Todo esto lleva a que cada vez las mujeres sean más protagonistas de las migraciones contemporáneas, no sólo las guerras hacen que los pueblos abandonen sus hogares si no que las crisis climáticas y las nulas respuestas gubernamentales también hacen que se produzcan estas migraciones. La feminización de los flujos migratorios no es sino un reflejo de la feminización de la pobreza.

Desde la Organización de Mujeres creemos que para evitar la crisis climática, las desigualdades, la exclusión, la brecha de género y la brecha entre la población rica y la pobre es la que se da desde el feminismo.
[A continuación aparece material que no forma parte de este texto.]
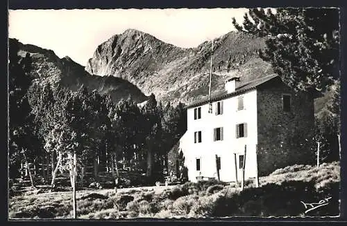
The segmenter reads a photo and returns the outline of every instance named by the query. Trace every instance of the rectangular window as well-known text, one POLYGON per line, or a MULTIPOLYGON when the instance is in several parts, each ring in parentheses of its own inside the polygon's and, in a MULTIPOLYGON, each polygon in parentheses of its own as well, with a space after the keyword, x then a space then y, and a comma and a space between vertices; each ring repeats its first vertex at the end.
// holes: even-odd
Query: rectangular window
POLYGON ((196 158, 196 171, 200 171, 200 158, 196 158))
POLYGON ((291 109, 291 96, 289 94, 283 94, 282 97, 283 102, 283 111, 290 112, 291 109))
POLYGON ((246 138, 247 136, 247 123, 236 125, 236 138, 246 138))
POLYGON ((194 132, 194 143, 201 142, 201 131, 194 132))
POLYGON ((212 103, 210 102, 208 104, 208 113, 212 113, 212 103))
POLYGON ((244 156, 240 155, 239 156, 239 168, 244 169, 244 156))
POLYGON ((223 127, 214 128, 213 130, 213 140, 223 140, 223 127))
POLYGON ((237 97, 237 110, 244 109, 244 97, 239 96, 237 97))
POLYGON ((217 157, 217 169, 221 169, 221 157, 217 157))
POLYGON ((194 109, 194 120, 201 118, 201 107, 194 109))
POLYGON ((219 101, 216 102, 216 115, 223 114, 223 102, 219 101))

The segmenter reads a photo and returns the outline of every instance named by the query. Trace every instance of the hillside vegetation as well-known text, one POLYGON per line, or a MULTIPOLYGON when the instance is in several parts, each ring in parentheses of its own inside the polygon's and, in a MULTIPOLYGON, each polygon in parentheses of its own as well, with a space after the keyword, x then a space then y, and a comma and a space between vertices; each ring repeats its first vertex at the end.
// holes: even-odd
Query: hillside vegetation
MULTIPOLYGON (((260 178, 259 188, 248 181, 244 191, 217 181, 187 182, 164 190, 79 191, 78 214, 80 218, 103 219, 338 216, 339 171, 338 162, 323 163, 318 171, 312 166, 289 166, 260 178), (304 213, 301 201, 318 203, 330 197, 329 205, 304 213)), ((70 193, 24 192, 10 198, 10 218, 71 217, 70 193)))

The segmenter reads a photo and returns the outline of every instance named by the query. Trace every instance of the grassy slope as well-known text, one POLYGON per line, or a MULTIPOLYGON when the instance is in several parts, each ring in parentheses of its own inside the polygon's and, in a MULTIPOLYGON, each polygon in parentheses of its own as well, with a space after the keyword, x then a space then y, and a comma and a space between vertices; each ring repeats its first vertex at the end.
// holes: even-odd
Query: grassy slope
MULTIPOLYGON (((316 214, 337 215, 339 172, 339 162, 323 164, 318 173, 312 166, 290 166, 260 178, 260 188, 247 182, 243 191, 235 185, 221 182, 187 182, 174 188, 160 187, 158 191, 78 191, 78 214, 82 218, 303 216, 305 209, 300 200, 318 202, 332 196, 332 209, 316 214)), ((10 218, 68 218, 71 211, 71 192, 28 191, 25 195, 9 200, 10 218)))

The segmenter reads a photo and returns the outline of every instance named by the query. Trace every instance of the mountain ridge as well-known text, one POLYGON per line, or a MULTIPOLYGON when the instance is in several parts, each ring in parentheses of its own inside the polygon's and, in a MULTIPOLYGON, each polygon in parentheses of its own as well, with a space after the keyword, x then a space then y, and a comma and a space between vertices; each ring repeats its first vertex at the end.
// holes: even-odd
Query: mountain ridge
POLYGON ((110 95, 116 102, 129 96, 137 102, 147 100, 136 86, 121 78, 90 75, 69 56, 60 59, 51 50, 21 42, 19 46, 19 56, 24 57, 27 53, 30 53, 33 62, 30 73, 34 81, 40 84, 49 83, 53 86, 60 84, 73 91, 84 85, 90 91, 96 90, 101 95, 110 95))
MULTIPOLYGON (((230 76, 251 79, 272 73, 269 64, 257 55, 264 46, 262 38, 230 32, 214 39, 214 91, 223 89, 230 76)), ((128 29, 101 44, 85 69, 127 79, 159 100, 189 104, 207 95, 212 55, 211 41, 183 48, 128 29)))

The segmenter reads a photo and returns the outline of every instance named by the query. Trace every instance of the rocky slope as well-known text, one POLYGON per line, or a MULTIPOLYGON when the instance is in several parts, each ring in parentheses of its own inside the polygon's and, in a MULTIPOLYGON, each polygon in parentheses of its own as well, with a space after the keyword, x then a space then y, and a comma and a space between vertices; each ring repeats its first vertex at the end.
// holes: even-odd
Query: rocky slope
MULTIPOLYGON (((263 39, 231 32, 214 39, 212 91, 223 89, 234 75, 252 79, 272 73, 257 56, 263 39)), ((98 46, 85 70, 91 74, 126 79, 158 100, 189 104, 208 93, 211 41, 181 48, 129 29, 98 46)))
POLYGON ((53 50, 33 45, 21 43, 19 45, 19 55, 24 57, 26 53, 31 54, 33 60, 31 74, 40 83, 60 84, 74 91, 83 84, 90 91, 95 89, 102 95, 110 95, 115 102, 126 99, 130 95, 138 102, 146 100, 136 86, 126 80, 115 77, 92 75, 69 57, 60 59, 53 50))

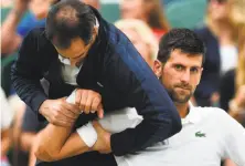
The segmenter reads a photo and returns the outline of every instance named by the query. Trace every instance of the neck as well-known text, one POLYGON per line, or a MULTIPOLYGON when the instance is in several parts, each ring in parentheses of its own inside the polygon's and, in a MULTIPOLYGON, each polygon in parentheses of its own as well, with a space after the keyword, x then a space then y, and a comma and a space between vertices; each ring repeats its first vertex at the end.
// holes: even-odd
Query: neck
POLYGON ((181 118, 184 118, 188 115, 188 108, 189 108, 189 104, 188 103, 175 103, 174 105, 180 114, 181 118))

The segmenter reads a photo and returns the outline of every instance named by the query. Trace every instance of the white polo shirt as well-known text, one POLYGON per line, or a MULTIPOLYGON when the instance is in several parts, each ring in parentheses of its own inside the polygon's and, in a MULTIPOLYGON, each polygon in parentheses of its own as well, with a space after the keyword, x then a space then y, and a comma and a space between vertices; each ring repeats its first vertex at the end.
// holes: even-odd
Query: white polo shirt
MULTIPOLYGON (((135 108, 126 108, 105 115, 99 123, 118 133, 141 121, 135 108)), ((118 166, 220 166, 223 158, 245 166, 245 129, 223 110, 190 106, 182 125, 182 131, 169 139, 136 154, 115 156, 118 166)), ((89 137, 89 131, 82 138, 89 137)))
POLYGON ((245 128, 226 112, 191 106, 182 131, 135 155, 116 157, 119 166, 220 166, 230 158, 245 166, 245 128))

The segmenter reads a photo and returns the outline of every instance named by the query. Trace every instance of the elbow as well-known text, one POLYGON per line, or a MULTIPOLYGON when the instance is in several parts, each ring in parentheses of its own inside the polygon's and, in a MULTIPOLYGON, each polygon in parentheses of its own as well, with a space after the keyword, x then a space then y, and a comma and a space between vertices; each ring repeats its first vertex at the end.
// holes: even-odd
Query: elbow
POLYGON ((54 162, 57 160, 54 153, 50 153, 42 145, 38 145, 34 149, 35 157, 43 162, 54 162))
POLYGON ((171 116, 171 132, 170 136, 179 133, 182 129, 182 123, 181 117, 177 111, 174 111, 174 114, 171 116))

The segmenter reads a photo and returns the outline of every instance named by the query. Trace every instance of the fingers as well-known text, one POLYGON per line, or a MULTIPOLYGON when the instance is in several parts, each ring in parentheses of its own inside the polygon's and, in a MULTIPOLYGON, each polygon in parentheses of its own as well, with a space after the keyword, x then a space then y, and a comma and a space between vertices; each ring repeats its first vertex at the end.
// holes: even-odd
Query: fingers
POLYGON ((81 103, 81 100, 82 100, 82 93, 83 93, 83 91, 81 91, 81 90, 76 90, 75 91, 75 104, 76 105, 78 105, 79 106, 79 103, 81 103))
POLYGON ((79 106, 75 104, 70 104, 65 102, 63 106, 65 107, 66 114, 68 114, 70 117, 76 118, 81 114, 79 106))
POLYGON ((95 111, 98 110, 100 102, 102 102, 100 97, 94 97, 94 100, 92 102, 92 113, 95 113, 95 111))
POLYGON ((85 114, 95 113, 97 111, 98 117, 102 118, 104 115, 102 96, 97 92, 90 90, 77 90, 75 103, 85 114))
POLYGON ((77 91, 78 92, 82 92, 82 96, 81 96, 81 101, 79 101, 79 108, 81 111, 84 111, 85 110, 85 105, 86 105, 86 102, 87 102, 87 93, 88 91, 77 91))
POLYGON ((97 115, 98 115, 99 118, 104 117, 104 110, 103 110, 102 104, 99 104, 99 106, 98 106, 97 115))
POLYGON ((93 113, 95 110, 92 110, 92 102, 93 102, 93 95, 87 96, 86 103, 84 105, 84 113, 89 114, 90 112, 93 113))
POLYGON ((100 124, 97 121, 93 121, 92 124, 93 124, 93 126, 95 127, 96 131, 98 131, 99 127, 102 127, 100 124))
A pesar de que en esta región quienes son negacionistas de todo esto y tratan de evitar la educación en la gente más joven, tienen la batalla perdida porque las respuestas para la transformación social pasan por el feminismo que busca la igualdad real entre todas las personas en estrecho vínculo con un medioambiente respetuoso y cuidador de la vida.

Porque la respuesta es la sostenibilidad de la vida humana, de tal manera que se produzca una reorganización social que incluya un nueva organización de los tiempos y del trabajo tanto mercantil como de los cuidados, dando a estos últimos el valor que le corresponde, es fundamental un cambio en la vida cotidiana, en la estructura del consumo y de la producción y por supuesto un cambio de valores. Pero la sostenibilidad de la vida va más allá de la vida humana, también es preciso el cuidado de la naturaleza para llegar a un estado realmente sostenible.

Por todo esto desde la Organización de Mujeres sabemos que el feminismo es fundamental para una transformación social.